Cigarette butts: The most-littered item not just in the U.S. but around the world is cigarette butts, to the tune of trillions — that's trillions with a "t" — of them annually.

TerraCycle, which specializes in hard-to-recycle waste, collects cigarette butts, which are then turned into industrial products like plastic pallets. Participants in the organization's Cigarette Waste Brigade simply place their gathered butts in a plastic bag and ship 'em off. The process is fully explained in the company's FAQ.

Patty Wetli explains how to recycle some everyday items:

Lingerie: Almost all textiles can be recycled in one form or another, yet 85 percent wind up in landfills. The Bra Recyclers are focused on rescuing at least this one garment from the trash. They collect used bras, in good condition, and pass them along to charity partners — bras being one of the most-requested items in shelters for women.

Wanna support this uplifting effort? Submit a bra recycling form and the organization will respond with a shipping label.

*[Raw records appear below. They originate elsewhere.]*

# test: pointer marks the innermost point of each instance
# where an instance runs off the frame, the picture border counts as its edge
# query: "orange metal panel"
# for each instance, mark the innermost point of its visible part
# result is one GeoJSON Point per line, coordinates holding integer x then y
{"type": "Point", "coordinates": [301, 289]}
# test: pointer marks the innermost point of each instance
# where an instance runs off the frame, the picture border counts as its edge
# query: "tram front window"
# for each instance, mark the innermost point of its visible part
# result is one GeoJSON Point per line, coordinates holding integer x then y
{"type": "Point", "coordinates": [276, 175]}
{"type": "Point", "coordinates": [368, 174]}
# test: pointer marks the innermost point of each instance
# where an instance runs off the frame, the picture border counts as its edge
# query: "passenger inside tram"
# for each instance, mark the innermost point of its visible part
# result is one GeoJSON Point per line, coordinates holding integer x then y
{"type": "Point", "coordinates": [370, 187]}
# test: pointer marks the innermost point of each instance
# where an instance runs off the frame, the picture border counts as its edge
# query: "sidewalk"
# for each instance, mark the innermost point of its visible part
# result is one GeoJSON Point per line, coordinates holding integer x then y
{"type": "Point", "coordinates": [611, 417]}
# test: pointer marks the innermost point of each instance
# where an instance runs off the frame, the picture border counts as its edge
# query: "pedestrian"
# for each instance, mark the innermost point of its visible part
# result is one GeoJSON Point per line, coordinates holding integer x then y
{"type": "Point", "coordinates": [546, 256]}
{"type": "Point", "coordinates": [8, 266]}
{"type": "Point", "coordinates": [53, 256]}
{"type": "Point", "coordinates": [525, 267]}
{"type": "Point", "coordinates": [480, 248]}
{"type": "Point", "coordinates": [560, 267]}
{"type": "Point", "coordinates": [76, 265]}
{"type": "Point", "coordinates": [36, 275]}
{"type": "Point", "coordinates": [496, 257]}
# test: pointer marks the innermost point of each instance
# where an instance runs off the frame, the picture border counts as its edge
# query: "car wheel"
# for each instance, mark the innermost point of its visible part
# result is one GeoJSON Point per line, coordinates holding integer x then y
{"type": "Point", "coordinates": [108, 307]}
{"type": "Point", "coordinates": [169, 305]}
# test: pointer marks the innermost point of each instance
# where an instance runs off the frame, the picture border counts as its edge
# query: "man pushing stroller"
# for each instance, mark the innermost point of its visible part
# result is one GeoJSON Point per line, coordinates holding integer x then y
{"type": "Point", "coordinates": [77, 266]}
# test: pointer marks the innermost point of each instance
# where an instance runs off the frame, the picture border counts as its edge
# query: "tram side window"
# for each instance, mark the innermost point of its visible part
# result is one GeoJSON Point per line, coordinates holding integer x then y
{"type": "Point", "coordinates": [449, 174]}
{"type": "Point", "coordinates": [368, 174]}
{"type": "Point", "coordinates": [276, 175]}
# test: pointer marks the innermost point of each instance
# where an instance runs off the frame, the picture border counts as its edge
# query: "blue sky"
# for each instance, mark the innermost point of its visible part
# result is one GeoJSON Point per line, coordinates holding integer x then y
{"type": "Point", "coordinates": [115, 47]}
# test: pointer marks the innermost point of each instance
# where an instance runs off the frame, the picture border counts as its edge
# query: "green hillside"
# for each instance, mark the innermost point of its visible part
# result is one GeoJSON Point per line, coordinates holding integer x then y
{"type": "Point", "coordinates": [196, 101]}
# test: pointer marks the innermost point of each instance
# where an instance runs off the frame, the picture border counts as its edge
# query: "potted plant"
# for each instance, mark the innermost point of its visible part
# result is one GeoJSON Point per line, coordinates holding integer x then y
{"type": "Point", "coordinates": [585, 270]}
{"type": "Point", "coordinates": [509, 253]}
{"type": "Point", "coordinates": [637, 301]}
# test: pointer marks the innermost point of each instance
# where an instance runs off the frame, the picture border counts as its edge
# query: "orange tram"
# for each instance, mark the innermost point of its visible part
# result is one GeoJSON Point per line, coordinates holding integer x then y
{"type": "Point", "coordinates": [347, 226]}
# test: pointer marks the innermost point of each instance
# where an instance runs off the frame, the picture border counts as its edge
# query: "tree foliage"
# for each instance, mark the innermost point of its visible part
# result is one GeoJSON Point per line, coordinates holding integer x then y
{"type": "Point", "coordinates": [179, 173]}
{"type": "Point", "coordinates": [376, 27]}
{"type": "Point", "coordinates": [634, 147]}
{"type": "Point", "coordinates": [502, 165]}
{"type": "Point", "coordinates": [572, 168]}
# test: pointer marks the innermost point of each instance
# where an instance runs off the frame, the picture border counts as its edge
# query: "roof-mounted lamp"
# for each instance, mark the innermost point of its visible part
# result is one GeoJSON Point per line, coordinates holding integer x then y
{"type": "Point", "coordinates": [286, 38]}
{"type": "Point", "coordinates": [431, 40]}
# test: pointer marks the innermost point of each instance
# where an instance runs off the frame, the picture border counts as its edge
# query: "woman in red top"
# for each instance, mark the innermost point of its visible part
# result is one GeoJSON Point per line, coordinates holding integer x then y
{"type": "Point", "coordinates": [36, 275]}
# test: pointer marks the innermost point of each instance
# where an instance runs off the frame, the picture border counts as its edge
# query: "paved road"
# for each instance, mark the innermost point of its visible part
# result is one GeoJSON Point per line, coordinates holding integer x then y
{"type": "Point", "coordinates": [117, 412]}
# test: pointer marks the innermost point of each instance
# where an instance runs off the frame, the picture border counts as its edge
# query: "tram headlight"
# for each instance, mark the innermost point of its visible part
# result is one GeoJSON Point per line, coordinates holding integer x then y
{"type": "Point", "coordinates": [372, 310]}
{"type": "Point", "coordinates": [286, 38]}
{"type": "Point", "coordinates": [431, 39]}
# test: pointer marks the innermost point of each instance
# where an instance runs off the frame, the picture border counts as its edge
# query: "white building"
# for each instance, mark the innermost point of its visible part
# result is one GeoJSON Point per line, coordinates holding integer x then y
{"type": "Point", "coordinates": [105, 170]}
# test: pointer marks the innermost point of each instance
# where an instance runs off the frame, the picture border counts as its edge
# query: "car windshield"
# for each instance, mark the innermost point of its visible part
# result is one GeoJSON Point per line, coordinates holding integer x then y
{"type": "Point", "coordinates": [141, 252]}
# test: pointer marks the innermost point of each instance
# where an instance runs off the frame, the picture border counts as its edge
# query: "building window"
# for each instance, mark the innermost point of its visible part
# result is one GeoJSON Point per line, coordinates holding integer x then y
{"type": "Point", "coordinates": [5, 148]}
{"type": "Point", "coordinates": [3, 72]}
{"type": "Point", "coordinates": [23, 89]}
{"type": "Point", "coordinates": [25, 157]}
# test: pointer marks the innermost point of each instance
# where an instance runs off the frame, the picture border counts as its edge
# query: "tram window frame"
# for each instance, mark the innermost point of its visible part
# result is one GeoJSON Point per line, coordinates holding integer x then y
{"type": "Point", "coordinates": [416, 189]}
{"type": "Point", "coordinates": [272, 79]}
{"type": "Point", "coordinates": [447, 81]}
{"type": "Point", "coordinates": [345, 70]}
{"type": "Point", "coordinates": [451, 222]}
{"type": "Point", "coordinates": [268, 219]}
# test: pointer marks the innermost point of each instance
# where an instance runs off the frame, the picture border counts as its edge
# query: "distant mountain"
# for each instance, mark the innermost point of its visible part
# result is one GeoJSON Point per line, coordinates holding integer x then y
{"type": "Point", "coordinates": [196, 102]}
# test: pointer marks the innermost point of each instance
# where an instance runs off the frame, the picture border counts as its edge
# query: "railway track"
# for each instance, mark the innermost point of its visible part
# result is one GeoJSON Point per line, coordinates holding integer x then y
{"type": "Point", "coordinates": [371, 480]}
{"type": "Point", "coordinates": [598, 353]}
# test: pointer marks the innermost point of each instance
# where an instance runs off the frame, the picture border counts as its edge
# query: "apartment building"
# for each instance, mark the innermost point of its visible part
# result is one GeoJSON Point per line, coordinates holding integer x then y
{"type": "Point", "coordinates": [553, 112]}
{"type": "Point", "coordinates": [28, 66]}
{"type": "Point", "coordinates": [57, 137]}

Keurig cups: After a meteoric rise up the consumer product ladder, K-cups' fall from grace has been no less precipitous ever since folks started doing the math. By the numbers, 9.8 billion single serving #7 plastic (i.e., non-recyclable) cups create enough waste to circle the planet more than 10 times.

Keurig has developed its own collection program, Grounds to Grow On, which employs a third-party recycler to turn the cups' grounds into compost and the plastic into fuel.

The good people of TerraCycle also collect what they call "pre-packaged beverage capsules used in capsule-specific machines to make hot beverages." Send away for one of their Zero Waste Boxes — they cost $78 to $210 — toss your K-cups into the receptacle, ship the box back to TerraCycle and they'll mold the cups into recycled plastic products.